Institute of Control, Robotics and Information Engineering, Poznan University of Technology, Piotrowo 3a, 60-965 Poznan, Poland.
Department of Cybernetics, Faculty of Electrical Engineering, Czech Technical University in Prague, Technicka 2, 166 27 Prague 6, Czech Republic.
Sensors (Basel). 2019 Jan 14;19(2):312. doi: 10.3390/s19020312.
The paper presents a novel autotuning approach for finding locally-best parameters of controllers on board of unmanned aerial vehicles (UAVs). The controller tuning is performed fully autonomously during flight on the basis of predefined ranges of controller parameters. Required controller properties may be simply interpreted by a cost function, which is involved in the optimization process. For example, the sum of absolute values of the tracking error samples or performance indices, including weighed functions of control signal samples, can be penalized to achieve very precise position control, if required. The proposed method relies on an optimization procedure using Fibonacci-search technique fitted into bootstrap sequences, enabling one to obtain a global minimizer for a unimodal cost function. The approach is characterized by low computational complexity and does not require any UAV dynamics model (just periodical measurements from basic onboard sensors) to obtain proper tuning of a controller. In addition to the theoretical background of the method, an experimental verification in real-world outdoor conditions is provided. The experiments have demonstrated a high robustness of the method to in-environment disturbances, such as wind, and its easy deployability.

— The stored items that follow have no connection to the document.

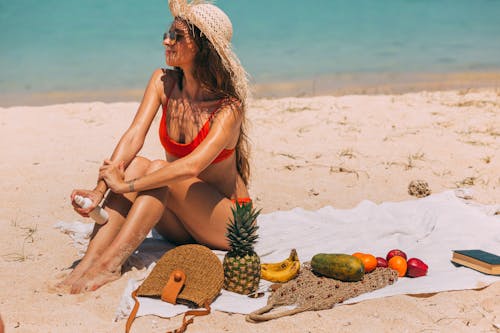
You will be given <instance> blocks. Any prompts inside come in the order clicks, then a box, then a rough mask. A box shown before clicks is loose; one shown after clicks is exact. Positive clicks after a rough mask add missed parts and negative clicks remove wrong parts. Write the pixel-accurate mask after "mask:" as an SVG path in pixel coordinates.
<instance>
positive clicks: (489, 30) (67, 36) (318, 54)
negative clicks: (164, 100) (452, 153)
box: [0, 0, 500, 106]
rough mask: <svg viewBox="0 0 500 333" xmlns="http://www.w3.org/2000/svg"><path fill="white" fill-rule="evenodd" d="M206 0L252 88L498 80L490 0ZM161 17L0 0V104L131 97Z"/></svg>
mask: <svg viewBox="0 0 500 333" xmlns="http://www.w3.org/2000/svg"><path fill="white" fill-rule="evenodd" d="M216 3H217V4H218V5H219V6H220V7H221V8H222V9H223V10H225V11H226V12H227V13H228V15H229V16H230V18H231V20H232V22H233V27H234V37H233V42H234V47H235V50H236V52H237V54H238V55H239V56H240V59H241V61H242V63H243V64H244V66H245V67H246V69H247V71H248V72H249V73H250V75H251V80H252V83H253V84H254V86H255V87H261V89H256V91H257V95H259V94H260V95H268V96H273V95H279V93H280V89H281V91H282V92H283V91H284V90H283V89H285V90H286V89H288V90H286V91H284V92H285V93H287V94H295V95H300V94H306V95H308V94H315V93H317V92H322V91H327V90H328V89H327V88H331V90H332V91H333V90H336V91H356V87H363V86H364V87H366V86H367V85H368V84H372V85H387V84H391V83H392V84H394V85H397V84H400V85H401V87H411V86H412V84H413V86H415V84H417V83H419V84H421V85H422V84H423V85H424V86H425V84H426V82H427V83H428V84H433V83H432V82H434V84H436V82H438V83H439V81H440V80H444V81H446V80H448V81H450V82H451V80H452V79H456V78H460V79H462V80H465V81H467V82H476V83H479V84H480V83H481V82H482V83H484V84H486V85H488V84H489V85H491V84H495V82H496V83H498V81H497V80H498V77H499V76H500V75H499V74H498V73H500V1H498V0H379V1H374V0H311V1H298V0H287V1H285V0H219V1H217V2H216ZM171 20H172V18H171V16H170V13H169V11H168V5H167V0H144V1H138V0H120V1H116V0H115V1H111V0H85V1H81V0H79V1H77V0H65V1H62V0H58V1H56V0H45V1H36V0H16V1H12V0H9V1H7V0H0V105H2V106H5V105H13V104H48V103H54V102H58V101H86V100H95V99H100V100H106V101H110V100H138V99H139V98H140V96H141V90H142V89H144V87H145V85H146V83H147V81H148V78H149V76H150V74H151V73H152V71H153V70H154V69H155V68H157V67H161V66H165V65H164V58H163V47H162V44H161V42H162V41H161V36H162V33H163V32H164V31H165V30H166V29H167V28H168V26H169V24H170V22H171ZM483 81H484V82H483ZM429 82H430V83H429ZM492 82H493V83H492ZM445 83H446V82H445ZM445 83H444V84H445ZM417 85H418V84H417ZM290 86H292V87H290ZM263 87H264V88H263ZM445 87H446V84H445ZM275 88H276V89H275ZM273 89H274V90H273ZM290 89H291V90H290ZM294 89H295V90H294ZM396 90H397V89H396ZM368 91H369V90H368Z"/></svg>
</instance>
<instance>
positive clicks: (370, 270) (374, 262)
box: [361, 254, 377, 273]
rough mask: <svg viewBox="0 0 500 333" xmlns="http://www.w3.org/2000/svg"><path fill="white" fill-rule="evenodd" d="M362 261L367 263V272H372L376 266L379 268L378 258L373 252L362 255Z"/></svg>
mask: <svg viewBox="0 0 500 333" xmlns="http://www.w3.org/2000/svg"><path fill="white" fill-rule="evenodd" d="M361 261H362V262H363V265H365V272H366V273H370V272H371V271H373V270H374V269H375V268H377V258H375V256H373V255H371V254H365V255H364V256H363V257H361Z"/></svg>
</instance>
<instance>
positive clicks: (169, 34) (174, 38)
mask: <svg viewBox="0 0 500 333" xmlns="http://www.w3.org/2000/svg"><path fill="white" fill-rule="evenodd" d="M183 36H184V35H183V34H180V33H178V32H177V31H175V30H172V31H168V32H164V33H163V40H165V39H167V38H168V39H169V40H170V41H171V42H172V44H175V43H177V41H179V40H180V39H181V38H182V37H183Z"/></svg>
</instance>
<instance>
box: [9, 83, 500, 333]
mask: <svg viewBox="0 0 500 333" xmlns="http://www.w3.org/2000/svg"><path fill="white" fill-rule="evenodd" d="M137 105H138V103H137V101H134V102H133V103H123V102H122V103H113V104H107V103H106V104H105V103H102V102H99V103H74V101H73V103H71V104H58V105H50V106H44V107H13V108H0V110H1V112H0V127H1V129H2V139H3V140H1V141H0V150H1V151H2V152H3V153H4V154H3V159H2V161H3V163H0V172H1V173H2V174H3V175H6V176H5V177H4V178H5V179H4V182H3V191H2V192H1V194H0V200H1V201H2V203H3V207H4V209H2V210H1V211H0V222H1V223H0V235H1V236H0V264H1V265H2V269H1V270H0V281H1V282H2V284H1V287H2V288H0V299H2V302H1V303H0V315H1V317H2V319H3V321H4V323H5V330H6V331H7V332H11V331H12V332H15V331H19V332H23V333H38V332H61V333H66V332H75V331H78V332H81V333H87V332H89V333H95V332H103V333H104V332H106V333H107V332H120V331H123V327H124V326H125V321H124V320H120V321H117V322H114V321H113V318H115V316H116V313H115V312H116V309H117V307H118V304H119V300H120V298H121V295H122V294H123V290H124V289H125V287H126V285H127V283H128V279H129V278H137V277H138V276H139V275H140V274H141V273H142V272H143V270H140V271H139V270H137V271H136V270H131V271H128V272H126V273H125V274H124V275H122V276H121V277H120V279H118V280H116V281H115V282H113V283H110V284H108V285H105V286H103V287H102V288H100V289H98V290H97V291H95V292H92V293H87V294H80V295H69V294H58V293H53V292H52V291H51V289H50V288H49V286H50V284H51V283H52V282H54V281H57V280H58V279H60V278H61V277H62V276H63V275H64V274H65V273H66V272H67V270H68V268H70V267H71V266H72V264H73V263H74V262H75V261H76V260H78V258H79V255H78V253H77V250H76V249H75V248H74V247H73V245H72V244H71V242H70V240H69V238H68V235H66V234H63V233H61V232H60V231H58V230H56V229H54V224H55V223H56V222H58V221H67V222H70V221H75V220H79V221H85V220H84V219H82V218H80V217H79V216H78V215H77V214H76V213H75V212H74V211H73V209H72V207H71V204H70V202H69V199H68V196H69V194H70V193H71V190H72V189H73V188H87V187H88V186H92V185H93V184H95V180H96V172H97V171H98V168H99V165H100V163H101V161H102V160H103V159H105V158H107V157H109V153H110V152H111V151H112V149H113V147H114V146H115V144H116V142H117V140H118V139H119V138H120V135H121V134H122V133H123V132H124V131H125V130H126V129H127V128H128V126H129V124H130V121H131V120H132V118H133V116H134V114H135V112H136V110H137ZM499 114H500V91H499V90H485V91H482V90H481V91H477V90H475V89H472V90H466V91H459V90H456V91H449V92H419V93H409V94H404V95H377V96H368V95H362V96H353V95H350V96H342V97H334V96H322V97H314V98H293V97H288V98H283V99H264V98H263V99H255V100H252V101H250V103H249V108H248V118H249V125H250V126H249V128H248V135H249V138H250V139H251V145H252V146H251V159H250V162H251V170H252V176H251V180H250V187H249V191H250V195H251V197H252V198H255V205H256V206H258V207H259V208H262V212H263V213H264V214H265V213H268V212H276V211H286V210H291V209H294V208H299V207H300V208H301V209H304V210H317V209H320V208H322V207H325V206H328V205H329V206H333V207H335V208H337V209H349V208H352V207H355V206H356V205H358V204H359V203H361V202H363V201H365V200H368V201H371V202H373V203H376V204H381V203H388V204H390V202H398V201H404V200H409V199H411V200H417V199H416V198H415V197H412V196H410V195H409V194H408V184H409V183H410V182H411V181H413V180H416V179H422V180H425V181H426V182H427V183H428V184H429V187H430V189H431V190H432V193H440V192H443V191H446V190H450V189H456V188H459V187H460V188H464V187H465V188H468V191H467V193H466V194H467V196H468V197H469V199H468V200H470V203H471V204H477V203H481V204H483V205H494V207H496V208H495V209H498V208H500V207H499V204H500V191H498V189H499V188H500V175H499V174H498V170H499V169H500V156H499V155H498V151H499V149H500V131H499V129H500V118H499V116H498V115H499ZM40 115H42V116H40ZM159 121H160V119H159V117H156V118H155V119H154V120H153V124H152V126H151V129H150V130H149V132H148V136H147V138H146V140H145V142H144V146H143V148H142V150H141V152H140V154H141V155H142V156H146V157H148V158H150V159H159V158H162V156H164V150H163V147H162V146H161V144H159V140H158V131H157V129H158V126H159ZM269 142H271V143H272V144H271V145H270V144H269ZM492 207H493V206H492ZM498 218H500V216H499V217H498ZM325 222H331V223H335V221H325ZM498 222H500V220H498ZM499 228H500V226H499ZM304 230H306V229H304ZM284 232H286V231H284ZM359 232H369V230H360V231H359ZM477 232H481V230H478V231H477ZM476 239H477V238H476V237H472V238H470V241H471V247H473V246H474V247H477V248H481V246H482V245H481V244H480V243H477V242H476ZM328 241H329V242H331V243H328V244H329V246H330V245H331V251H335V252H337V251H339V252H341V251H346V249H345V247H344V246H343V239H342V238H341V237H340V236H338V235H334V234H333V235H329V237H328ZM377 241H378V240H375V239H374V240H373V242H377ZM365 245H366V246H369V245H370V244H361V243H360V244H359V250H360V251H363V248H364V247H365ZM415 255H416V256H418V254H415ZM302 259H303V260H304V258H302ZM433 268H434V267H433ZM436 269H438V267H436ZM457 274H459V273H458V272H457ZM479 287H484V285H481V286H479V285H478V288H479ZM499 295H500V277H499V280H498V281H497V282H494V283H493V284H491V285H489V286H488V287H486V288H481V289H478V290H460V291H449V292H439V293H436V294H427V295H418V296H412V295H397V296H391V297H386V298H379V299H372V300H366V301H362V302H359V303H356V304H351V305H345V306H338V307H334V308H333V309H329V310H323V311H320V312H312V311H311V312H304V313H301V314H297V315H294V316H290V317H286V318H281V319H277V320H273V321H270V322H265V323H260V324H252V323H248V322H246V321H245V318H244V316H243V315H238V314H228V313H225V312H220V311H213V312H212V313H211V314H210V315H209V316H205V317H200V318H197V319H196V320H195V322H194V324H193V325H192V326H190V327H189V328H188V332H193V333H195V332H203V333H205V332H241V333H247V332H249V333H250V332H255V331H256V330H257V331H259V332H260V331H262V332H289V333H299V332H300V333H302V332H306V331H313V332H315V333H316V332H318V333H322V332H325V333H326V332H332V331H352V332H360V331H363V330H365V331H366V327H370V331H371V332H376V333H378V332H387V331H391V330H392V331H398V332H399V331H401V332H406V331H410V332H417V331H424V330H429V331H436V332H448V331H459V332H478V331H483V332H495V331H497V328H498V325H499V318H500V317H499V314H500V303H499V302H498V297H499ZM49 319H50V320H49ZM181 320H182V316H177V317H175V318H171V319H162V318H159V317H156V316H145V317H140V318H137V319H136V321H135V322H134V331H137V332H150V331H167V330H172V329H174V328H177V327H179V326H180V322H181ZM311 323H314V324H313V325H312V326H311Z"/></svg>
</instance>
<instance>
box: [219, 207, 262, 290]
mask: <svg viewBox="0 0 500 333" xmlns="http://www.w3.org/2000/svg"><path fill="white" fill-rule="evenodd" d="M235 205H236V208H232V211H233V219H232V220H231V219H230V221H229V223H228V226H227V231H226V237H227V239H228V241H229V246H230V250H229V251H228V253H227V254H226V256H225V257H224V262H223V267H224V289H226V290H229V291H233V292H236V293H239V294H243V295H248V294H251V293H253V292H255V291H256V290H257V289H258V288H259V281H260V259H259V256H258V255H257V253H255V251H254V249H253V246H254V244H255V241H256V240H257V237H258V236H257V233H256V232H257V229H258V227H257V225H256V223H255V219H256V218H257V216H258V215H259V214H260V210H258V211H256V210H255V209H253V208H252V203H242V204H241V205H240V204H239V203H238V202H236V203H235Z"/></svg>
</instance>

本文提出了一种新颖的自动调谐方法,用于在无人机(UAV)上找到控制器的局部最佳参数。控制器调谐在飞行过程中完全自主进行,基于控制器参数的预定义范围。所需的控制器属性可以通过成本函数简单解释,该函数参与优化过程。例如,如果需要,可以对跟踪误差样本或性能指标的绝对值(包括控制信号样本的加权函数)进行惩罚,以实现非常精确的位置控制。所提出的方法依赖于使用 Fibonacci 搜索技术拟合到自举序列中的优化过程,从而能够获得单峰成本函数的全局最小值。该方法的特点是计算复杂度低,并且不需要任何无人机动力学模型(只需从基本的机载传感器进行周期性测量)即可实现控制器的适当调谐。除了该方法的理论背景外,还提供了在真实户外条件下的实验验证。实验表明,该方法对环境干扰(如风)具有很高的鲁棒性,并且易于部署。